В "Торжестве", фильме "догматика" Томаса Винтерберга камера не менее непоседлива (и даже суетлива). Но она вызывающе субъективна. Объектив сует свой нос в такие житейские закоулки, что зрителю нередко случается испытывать чувство неловкости и стыда, будто вуайеристу, застигнутому с поличным...
Отвязные песенки Рики Мартина и киноэпатаж датской "Догмы" – вот "модные штучки" финала девяностых. Пусть значимы они в разных кругах (от Марина млеют массы, от"Догмы" – синефилы -интеллектуалы), любое поветрие – преходяще. Убойный шик минувшего сезона покажется удручающе старомодным уже через пару лет. Но в нашу суматошную эпоху сиюминутная новизна нередко важнее фундаментального качества.
Датская "Догма" – добровольный союз начинающих режиссеров, их подстрекает, ими руководит молодой, но заслуженный классик Ларс фон Триер. "Подписанты" этой творческой конвенции добровольно отказались от дорогостоящих киношных иллюзий, фантастических сюжетов, "облагораживающих" манипуляций с "картинкой": они сказали нет искусственному освещению, сложной оптике и хитрым операторским приспособлениям, а уж компьютерное вторжение в кадр по их меркам и вовсе недопустимо. Аскеза "догматиков" стала реакцией на безудержную виртуализацию голливудского кино ( там строй кинематографической реальности – кассовость сюжета, принципы монтажа, зазывность имиджей -давно уже высчитываются электронной машиной). Но не в меньшей степени очередная "новая волна" – пощечина предшественникам, чванливым маньеристам восьмидесятых. Идол постмодернизма Питер Гринуэй любил величавое движение созерцательной камеры, он неспешно погружал наблюдателя в пространство своего кадра – внутрь квадрата по-оперному распрекрасной суперкартины. В "Торжестве", фильме "догматика" Томаса Винтерберга камера не менее непоседлива (и даже суетлива). Но она вызывающе субъективна. Объектив сует свой нос в такие житейские закоулки, что зрителю нередко случается испытывать чувство неловкости и стыда, будто вуайеристу, застигнутому с поличным. Любопытно, что фильм изначально снимался на видео, а уж потом был переведен на стандартную "кинозальную пленку". Картинка, естественно, не идеальна – частенько не хватает резкости, порой темные участки изображения расцвечиваются оспинами желтоватой "плесени", разъедающей кадр. Но благодаря этому автору удается навязать зрительскому подсознанию то ощущение постоянного соприсутствия, которое может вызвать лишь прямой телерепортаж, или любительская видеосъемка. Способ подачи событий и есть главное ноу-хау Томаса Винтерберга, залог его фестивальных успехов (главнейший – спецприз жюри прошлогодних Канн). "Праздник" – рассказ о жизни и смерти, о людях, привыкших постоянно контролировать себя и быть под неусыпным контролем со стороны других, которые нежданно оказались в ситуации полного отсутствия контроля и самоконтроля", – так определил смысл своего кино сам автор.

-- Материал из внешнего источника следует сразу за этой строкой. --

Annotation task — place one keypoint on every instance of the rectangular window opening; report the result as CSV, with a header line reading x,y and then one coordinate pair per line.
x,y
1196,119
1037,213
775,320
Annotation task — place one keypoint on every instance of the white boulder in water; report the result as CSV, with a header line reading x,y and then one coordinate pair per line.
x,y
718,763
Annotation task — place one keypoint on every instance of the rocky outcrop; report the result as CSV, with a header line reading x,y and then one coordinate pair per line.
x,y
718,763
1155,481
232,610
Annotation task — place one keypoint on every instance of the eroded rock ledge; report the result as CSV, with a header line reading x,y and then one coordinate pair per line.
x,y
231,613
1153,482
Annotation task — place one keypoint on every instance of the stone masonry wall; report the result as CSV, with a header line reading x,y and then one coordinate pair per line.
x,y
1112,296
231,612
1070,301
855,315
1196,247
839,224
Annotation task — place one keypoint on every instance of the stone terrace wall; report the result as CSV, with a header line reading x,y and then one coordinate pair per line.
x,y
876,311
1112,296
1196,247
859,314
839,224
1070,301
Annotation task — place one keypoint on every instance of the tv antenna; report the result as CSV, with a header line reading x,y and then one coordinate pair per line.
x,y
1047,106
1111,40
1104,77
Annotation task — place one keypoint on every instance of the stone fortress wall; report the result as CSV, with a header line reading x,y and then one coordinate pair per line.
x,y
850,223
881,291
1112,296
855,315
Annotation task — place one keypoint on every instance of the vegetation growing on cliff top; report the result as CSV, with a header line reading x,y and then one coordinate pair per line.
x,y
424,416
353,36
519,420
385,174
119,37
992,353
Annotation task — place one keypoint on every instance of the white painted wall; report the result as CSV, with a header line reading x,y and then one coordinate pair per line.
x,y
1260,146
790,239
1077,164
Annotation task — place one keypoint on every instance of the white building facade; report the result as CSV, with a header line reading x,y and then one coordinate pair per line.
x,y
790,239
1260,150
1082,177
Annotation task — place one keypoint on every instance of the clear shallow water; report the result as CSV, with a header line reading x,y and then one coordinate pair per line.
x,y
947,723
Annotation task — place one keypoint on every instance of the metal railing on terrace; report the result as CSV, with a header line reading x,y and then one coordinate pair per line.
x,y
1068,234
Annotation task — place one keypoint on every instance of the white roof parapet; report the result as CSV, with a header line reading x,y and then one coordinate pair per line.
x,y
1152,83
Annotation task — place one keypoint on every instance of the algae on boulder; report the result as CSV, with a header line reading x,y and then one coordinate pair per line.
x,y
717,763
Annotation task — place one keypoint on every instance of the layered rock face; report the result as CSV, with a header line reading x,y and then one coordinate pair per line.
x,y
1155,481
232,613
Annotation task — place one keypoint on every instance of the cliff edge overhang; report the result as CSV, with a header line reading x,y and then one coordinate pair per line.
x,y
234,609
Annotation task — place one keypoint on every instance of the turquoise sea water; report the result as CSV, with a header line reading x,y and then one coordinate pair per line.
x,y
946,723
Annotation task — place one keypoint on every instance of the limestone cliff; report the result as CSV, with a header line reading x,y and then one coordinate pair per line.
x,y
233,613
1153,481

Общеизвестно, что всякая несчастная семья неблаголепна по своему, что в каждом старинном замке упрятан свой зловещий скелет. Об этом многократно повествовали классики ( и Шекспир в "Гамлете" и Чехов в "Дяде Ване"). На торжестве в честь шестидесятилетия властного батюшки тридцатилетний сынок рушит эффектный церемониал, обвинив родителя в сексуальном насилии над ним и его покойной сестрой. Инцест вообще-то не чужд и самому обличителю, герой явно находился с сестрой в более близких отношениях, чем те, что предписываются обиходными нормами. Впрочем, эта коллизия – не новшество для европейское кино, к примеру, в фильме Эндрю Биркина "Цементный сад", для юных брата и сестры "запретный" секс стал наивысшим выражением родства душ и взаимной приязни. Вина отца не в том, что он воспылал похотью к малолетним, а в том что применял к ним насилие (при молчаливом попустительстве родных и ближних).
Режиссер открещивается от ярлыка "антибуржуазности", коим рецензенты-интерпретаторы снабжают его фильм. В своих интервью он не забывает упомянуть, что в быту он не радикал и не анархист: обожает своих отпрысков и очень счастлив в законном браке. Какой же из культурных окаменелостей брошена дуэльная перчатка? Винтерберг не отрицает устоев (как анархисты-бунтари семидесятых – Нагиса Осима или Душан Маковеев), его мишень – тот церемонный этикет, окостеневшие представления о семейном "домострое", родственном долге и спасительных "фигурах умолчания", которые сохраняя видимость родственных уз, на самом деле омертвляют животворные парадоксы человеческих отношений.